Modern architecture meets with the ancient stone into an explosion of beautifully unique shapes and lines.
We are talking about the Marble House: a magnificent example of modern marble architecture built by Openbox Architects (under the leadership of architect Ratiwat Suwannatrai) in Bangkok, Thailand, in 2017.
About their opera, the architects said, “The initial idea was to allow the inhabitants’ behavior to carve a dwelling space into a monolithic piece of marble sculpture. The main piece appears so solid, yet so light as if it was floating to defy the gravity, while the external landscape space flows underneath through the center courtyard.

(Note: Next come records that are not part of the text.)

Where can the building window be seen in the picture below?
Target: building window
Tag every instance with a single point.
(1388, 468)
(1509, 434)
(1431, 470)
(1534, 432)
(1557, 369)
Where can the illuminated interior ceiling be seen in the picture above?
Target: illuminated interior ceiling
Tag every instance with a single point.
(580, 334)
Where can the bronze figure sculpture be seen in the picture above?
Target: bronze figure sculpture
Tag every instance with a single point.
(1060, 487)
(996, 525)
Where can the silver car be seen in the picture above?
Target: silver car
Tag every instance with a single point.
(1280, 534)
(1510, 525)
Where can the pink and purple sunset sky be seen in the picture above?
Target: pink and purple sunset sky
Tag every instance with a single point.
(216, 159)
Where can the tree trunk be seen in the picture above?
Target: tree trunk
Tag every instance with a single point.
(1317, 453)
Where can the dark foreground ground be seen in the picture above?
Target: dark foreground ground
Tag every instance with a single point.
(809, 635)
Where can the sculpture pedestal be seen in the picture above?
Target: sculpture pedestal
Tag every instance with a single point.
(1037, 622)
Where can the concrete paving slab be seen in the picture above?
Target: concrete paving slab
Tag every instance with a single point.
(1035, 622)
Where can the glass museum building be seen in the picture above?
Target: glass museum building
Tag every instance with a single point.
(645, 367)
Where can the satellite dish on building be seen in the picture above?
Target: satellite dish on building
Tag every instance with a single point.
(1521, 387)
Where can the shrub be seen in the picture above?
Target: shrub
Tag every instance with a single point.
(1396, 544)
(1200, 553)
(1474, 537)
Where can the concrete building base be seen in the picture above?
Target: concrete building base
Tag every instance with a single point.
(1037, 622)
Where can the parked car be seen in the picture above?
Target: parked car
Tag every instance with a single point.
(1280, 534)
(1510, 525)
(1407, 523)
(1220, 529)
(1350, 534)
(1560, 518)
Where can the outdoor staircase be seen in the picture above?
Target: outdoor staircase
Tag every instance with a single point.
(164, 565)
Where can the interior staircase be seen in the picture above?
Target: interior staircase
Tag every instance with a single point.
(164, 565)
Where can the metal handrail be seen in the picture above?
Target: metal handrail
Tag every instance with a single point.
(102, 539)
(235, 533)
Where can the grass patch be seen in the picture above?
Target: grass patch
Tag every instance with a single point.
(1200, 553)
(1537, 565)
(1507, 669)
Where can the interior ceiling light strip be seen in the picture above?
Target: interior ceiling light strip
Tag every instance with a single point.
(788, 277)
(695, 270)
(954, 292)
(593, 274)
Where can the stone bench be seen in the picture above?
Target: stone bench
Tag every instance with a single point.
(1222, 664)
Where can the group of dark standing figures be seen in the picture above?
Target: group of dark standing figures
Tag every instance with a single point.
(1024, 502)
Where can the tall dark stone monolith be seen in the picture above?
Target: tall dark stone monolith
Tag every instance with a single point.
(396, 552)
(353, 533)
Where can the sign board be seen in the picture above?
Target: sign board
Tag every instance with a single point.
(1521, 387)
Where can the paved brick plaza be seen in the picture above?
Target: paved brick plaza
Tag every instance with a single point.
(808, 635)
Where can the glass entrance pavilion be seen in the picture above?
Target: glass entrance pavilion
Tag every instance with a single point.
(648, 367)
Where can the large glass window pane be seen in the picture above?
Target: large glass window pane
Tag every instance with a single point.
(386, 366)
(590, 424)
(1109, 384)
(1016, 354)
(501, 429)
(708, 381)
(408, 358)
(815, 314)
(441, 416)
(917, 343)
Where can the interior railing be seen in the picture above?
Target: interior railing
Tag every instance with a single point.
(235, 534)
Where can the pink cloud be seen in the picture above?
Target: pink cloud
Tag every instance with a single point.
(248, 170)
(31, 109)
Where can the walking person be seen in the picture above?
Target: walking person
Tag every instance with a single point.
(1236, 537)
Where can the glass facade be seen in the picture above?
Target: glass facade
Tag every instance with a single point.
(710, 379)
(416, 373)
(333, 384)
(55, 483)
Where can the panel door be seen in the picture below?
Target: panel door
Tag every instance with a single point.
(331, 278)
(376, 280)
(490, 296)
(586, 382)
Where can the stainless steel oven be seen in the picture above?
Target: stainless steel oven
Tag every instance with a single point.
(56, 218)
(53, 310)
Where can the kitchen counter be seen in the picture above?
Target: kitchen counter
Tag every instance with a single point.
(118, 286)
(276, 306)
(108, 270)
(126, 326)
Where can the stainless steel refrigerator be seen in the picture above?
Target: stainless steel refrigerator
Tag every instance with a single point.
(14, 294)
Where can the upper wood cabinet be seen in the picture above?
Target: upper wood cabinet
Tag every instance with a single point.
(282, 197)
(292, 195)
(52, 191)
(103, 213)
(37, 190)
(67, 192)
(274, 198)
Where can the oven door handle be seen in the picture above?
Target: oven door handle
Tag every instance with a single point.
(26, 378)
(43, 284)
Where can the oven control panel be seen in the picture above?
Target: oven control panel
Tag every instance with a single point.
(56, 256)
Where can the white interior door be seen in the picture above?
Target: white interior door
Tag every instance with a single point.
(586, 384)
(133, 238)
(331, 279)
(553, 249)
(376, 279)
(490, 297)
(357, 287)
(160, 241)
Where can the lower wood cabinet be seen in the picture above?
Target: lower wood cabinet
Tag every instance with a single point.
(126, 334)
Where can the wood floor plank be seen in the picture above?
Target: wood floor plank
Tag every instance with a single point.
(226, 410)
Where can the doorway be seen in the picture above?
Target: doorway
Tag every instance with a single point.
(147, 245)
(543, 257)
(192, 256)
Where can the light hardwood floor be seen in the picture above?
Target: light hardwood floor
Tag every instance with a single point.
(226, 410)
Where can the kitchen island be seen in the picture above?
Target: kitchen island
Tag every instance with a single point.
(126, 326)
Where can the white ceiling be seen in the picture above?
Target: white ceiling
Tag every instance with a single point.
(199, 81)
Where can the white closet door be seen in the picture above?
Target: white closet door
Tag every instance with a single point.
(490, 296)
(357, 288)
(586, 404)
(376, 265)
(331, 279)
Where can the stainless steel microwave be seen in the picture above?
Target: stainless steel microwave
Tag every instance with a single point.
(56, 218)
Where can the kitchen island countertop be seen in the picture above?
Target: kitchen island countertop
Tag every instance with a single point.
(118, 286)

Residual marble pieces fell onto the ground to become part of the landscape features, isolated, yet visually related so boldly, as they use to be part of the marble boulder.”
The marble they used is the white flamed one: the flaming process of the marble is done by splitting the first layer of the stone slab with a sequence of blowtorches which gives it a porous appearance (both visually and at the touch). This finish makes the material non-slip and therefore particularly suitable for outdoor environments.
In this case, the marble finish gives lightness and great light to the environment. Marble was used as an external finish applied over a layer of the internal brick wall. In this way it also acts as weather cladding, shielding the house from direct sunlight, and external heat, which is very important if you think of a typical Bangkok summer. So, it really helps to cool down the interior during the day. On this topic, the architects stated, “The house had to be designed to cope with tropical conditions, such as regional wind direction, natural sunlight direction, humidity and rain. The residence was built to be comfortable without air conditioning, and with all windows opened. It also had to possess a strong, unique identity.”
About the fascination of marble, they said, “The bold elegance of living inside a single piece of rock, inspires us to create something extraordinary.”